Locals also have developed unspoken rules of etiquette. Using a spoon is a cardinal sin and reveals amateur status, said Mitra. And, according to Hamilton, the gesture of tipping a small heap of jhal muri into one’s hands before tossing it into the mouth with fluidity, precision and a bit of abandon is hard for a non-Bangladeshi to master.
Like its resilient people, it’s gutsy and spirited food. Because when the muri-wallah gruffly asks, “How much jhal?”, it’s as if he’s asking whether one is game enough, daring enough – Bengali enough – to handle it.
While some vendors experiment with upscale ingredients, such as boiled egg or quail, for purists, jhal muri will always be a robust vegetarian (and vegan) dish, where unassuming ingredients are turned into a sublime and satiating symphony. “I think [this gentrification] is a fad,” said Mitra. “Jhal muri is eclectic, not some homogenous, Michelin star chef-approved mixture. In authentic jhal muri, no two bites – even from the same thonga – are the same. [Expensive meat add-ons] just don’t have that element of thrill.”

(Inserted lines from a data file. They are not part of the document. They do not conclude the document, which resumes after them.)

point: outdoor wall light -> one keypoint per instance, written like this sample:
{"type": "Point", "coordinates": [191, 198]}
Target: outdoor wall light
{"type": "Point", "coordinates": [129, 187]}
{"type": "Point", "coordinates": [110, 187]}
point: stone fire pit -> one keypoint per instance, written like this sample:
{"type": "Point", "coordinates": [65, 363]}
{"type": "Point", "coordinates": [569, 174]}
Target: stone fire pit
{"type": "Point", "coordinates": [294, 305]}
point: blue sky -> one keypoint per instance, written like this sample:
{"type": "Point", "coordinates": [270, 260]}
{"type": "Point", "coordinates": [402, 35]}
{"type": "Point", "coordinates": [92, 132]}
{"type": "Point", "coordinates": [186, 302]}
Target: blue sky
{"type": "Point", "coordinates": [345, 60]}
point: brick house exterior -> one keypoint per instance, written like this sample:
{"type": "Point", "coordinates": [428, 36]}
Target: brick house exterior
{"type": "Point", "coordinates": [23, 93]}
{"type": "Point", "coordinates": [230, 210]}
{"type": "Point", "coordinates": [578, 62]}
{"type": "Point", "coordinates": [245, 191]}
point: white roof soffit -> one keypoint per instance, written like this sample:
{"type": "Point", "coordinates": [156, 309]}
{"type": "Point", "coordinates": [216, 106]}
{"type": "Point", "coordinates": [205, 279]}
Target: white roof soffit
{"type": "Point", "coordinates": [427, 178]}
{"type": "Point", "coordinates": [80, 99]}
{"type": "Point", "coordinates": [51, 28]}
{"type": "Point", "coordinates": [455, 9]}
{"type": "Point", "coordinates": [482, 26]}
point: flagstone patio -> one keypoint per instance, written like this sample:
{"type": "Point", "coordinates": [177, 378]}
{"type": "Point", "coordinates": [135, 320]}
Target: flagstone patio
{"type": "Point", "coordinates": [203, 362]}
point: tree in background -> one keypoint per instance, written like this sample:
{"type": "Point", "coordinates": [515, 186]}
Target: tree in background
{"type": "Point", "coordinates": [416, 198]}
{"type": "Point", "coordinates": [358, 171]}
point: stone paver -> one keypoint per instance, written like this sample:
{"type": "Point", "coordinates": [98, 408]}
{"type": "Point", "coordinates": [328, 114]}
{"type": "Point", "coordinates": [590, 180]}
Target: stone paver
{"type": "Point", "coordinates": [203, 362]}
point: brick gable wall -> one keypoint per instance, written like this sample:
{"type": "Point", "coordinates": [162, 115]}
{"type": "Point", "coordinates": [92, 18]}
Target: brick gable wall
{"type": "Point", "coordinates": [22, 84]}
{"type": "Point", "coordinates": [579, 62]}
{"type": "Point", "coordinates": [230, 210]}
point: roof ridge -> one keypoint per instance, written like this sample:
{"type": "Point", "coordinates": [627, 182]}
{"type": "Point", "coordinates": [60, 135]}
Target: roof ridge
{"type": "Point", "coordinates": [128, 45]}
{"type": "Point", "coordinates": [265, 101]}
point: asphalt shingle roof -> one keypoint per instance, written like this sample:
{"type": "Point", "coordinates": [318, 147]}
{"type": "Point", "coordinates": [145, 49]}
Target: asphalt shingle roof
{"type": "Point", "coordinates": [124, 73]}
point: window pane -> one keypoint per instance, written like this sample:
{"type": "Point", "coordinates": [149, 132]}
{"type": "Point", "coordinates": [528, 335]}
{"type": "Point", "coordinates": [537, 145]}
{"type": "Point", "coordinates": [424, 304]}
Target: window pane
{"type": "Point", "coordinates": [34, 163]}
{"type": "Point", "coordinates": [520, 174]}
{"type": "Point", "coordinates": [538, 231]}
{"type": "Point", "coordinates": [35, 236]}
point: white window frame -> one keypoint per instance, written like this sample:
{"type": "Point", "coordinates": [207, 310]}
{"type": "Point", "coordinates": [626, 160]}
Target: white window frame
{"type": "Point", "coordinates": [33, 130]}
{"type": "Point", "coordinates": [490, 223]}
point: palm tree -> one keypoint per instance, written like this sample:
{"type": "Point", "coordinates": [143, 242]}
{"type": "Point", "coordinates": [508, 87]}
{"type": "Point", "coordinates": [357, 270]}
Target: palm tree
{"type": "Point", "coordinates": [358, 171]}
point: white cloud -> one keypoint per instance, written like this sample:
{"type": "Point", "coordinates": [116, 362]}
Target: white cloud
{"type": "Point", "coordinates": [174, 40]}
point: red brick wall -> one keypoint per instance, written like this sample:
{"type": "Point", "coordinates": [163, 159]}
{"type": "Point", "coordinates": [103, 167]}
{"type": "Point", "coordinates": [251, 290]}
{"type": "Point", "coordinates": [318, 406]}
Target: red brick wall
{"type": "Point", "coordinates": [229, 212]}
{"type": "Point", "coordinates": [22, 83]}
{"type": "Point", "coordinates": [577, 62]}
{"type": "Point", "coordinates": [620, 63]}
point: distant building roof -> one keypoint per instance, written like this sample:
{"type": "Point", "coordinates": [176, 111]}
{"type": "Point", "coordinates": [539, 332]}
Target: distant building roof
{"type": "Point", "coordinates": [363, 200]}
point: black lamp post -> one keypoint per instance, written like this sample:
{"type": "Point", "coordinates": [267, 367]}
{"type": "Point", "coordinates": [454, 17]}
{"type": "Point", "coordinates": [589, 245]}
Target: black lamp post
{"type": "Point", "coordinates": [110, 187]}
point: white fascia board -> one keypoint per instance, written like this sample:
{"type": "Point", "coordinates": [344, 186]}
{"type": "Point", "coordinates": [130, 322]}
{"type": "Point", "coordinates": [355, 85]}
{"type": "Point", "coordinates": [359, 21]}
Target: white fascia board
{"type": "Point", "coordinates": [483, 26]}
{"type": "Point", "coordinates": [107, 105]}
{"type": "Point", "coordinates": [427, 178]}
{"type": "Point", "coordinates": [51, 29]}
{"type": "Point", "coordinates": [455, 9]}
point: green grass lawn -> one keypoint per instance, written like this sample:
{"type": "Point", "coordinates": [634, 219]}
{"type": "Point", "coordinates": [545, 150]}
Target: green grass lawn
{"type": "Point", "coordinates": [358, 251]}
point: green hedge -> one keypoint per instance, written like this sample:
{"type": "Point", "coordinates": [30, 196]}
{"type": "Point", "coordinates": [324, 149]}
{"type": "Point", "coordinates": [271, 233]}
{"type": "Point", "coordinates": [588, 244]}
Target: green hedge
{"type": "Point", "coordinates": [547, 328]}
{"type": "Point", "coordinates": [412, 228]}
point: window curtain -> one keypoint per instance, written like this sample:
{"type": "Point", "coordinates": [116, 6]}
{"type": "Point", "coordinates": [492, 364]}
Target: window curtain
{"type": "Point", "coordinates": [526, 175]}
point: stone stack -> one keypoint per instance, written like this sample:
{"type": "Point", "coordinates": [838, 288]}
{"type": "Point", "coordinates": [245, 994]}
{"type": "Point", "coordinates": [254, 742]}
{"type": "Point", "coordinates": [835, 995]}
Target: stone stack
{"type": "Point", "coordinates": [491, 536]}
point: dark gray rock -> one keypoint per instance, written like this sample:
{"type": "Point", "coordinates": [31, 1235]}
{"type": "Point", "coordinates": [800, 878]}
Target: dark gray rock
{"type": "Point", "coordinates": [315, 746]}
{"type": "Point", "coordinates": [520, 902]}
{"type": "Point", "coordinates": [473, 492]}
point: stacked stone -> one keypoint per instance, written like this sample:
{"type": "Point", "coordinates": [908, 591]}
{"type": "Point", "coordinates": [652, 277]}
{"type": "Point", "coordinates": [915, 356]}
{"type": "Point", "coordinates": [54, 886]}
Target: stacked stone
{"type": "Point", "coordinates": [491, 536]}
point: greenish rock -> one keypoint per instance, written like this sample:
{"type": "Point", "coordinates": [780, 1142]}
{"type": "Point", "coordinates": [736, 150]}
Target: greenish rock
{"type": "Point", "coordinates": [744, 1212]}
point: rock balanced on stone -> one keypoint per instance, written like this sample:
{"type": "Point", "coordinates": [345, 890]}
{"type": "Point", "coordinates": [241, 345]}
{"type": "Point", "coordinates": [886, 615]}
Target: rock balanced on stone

Ultimately, Bangladesh’s spicy snack is an ode to ingenuity and finding mystique in the mundane through an artful balancing act. Too dry, and it tastes like cardboard, said Hamilton, and if you make it ahead of time or get the liquid ratio wrong, it runs the risk of becoming stale or soggy. But done right? “It’s a whole experience in itself,” she said, “You get a little bit of everything.”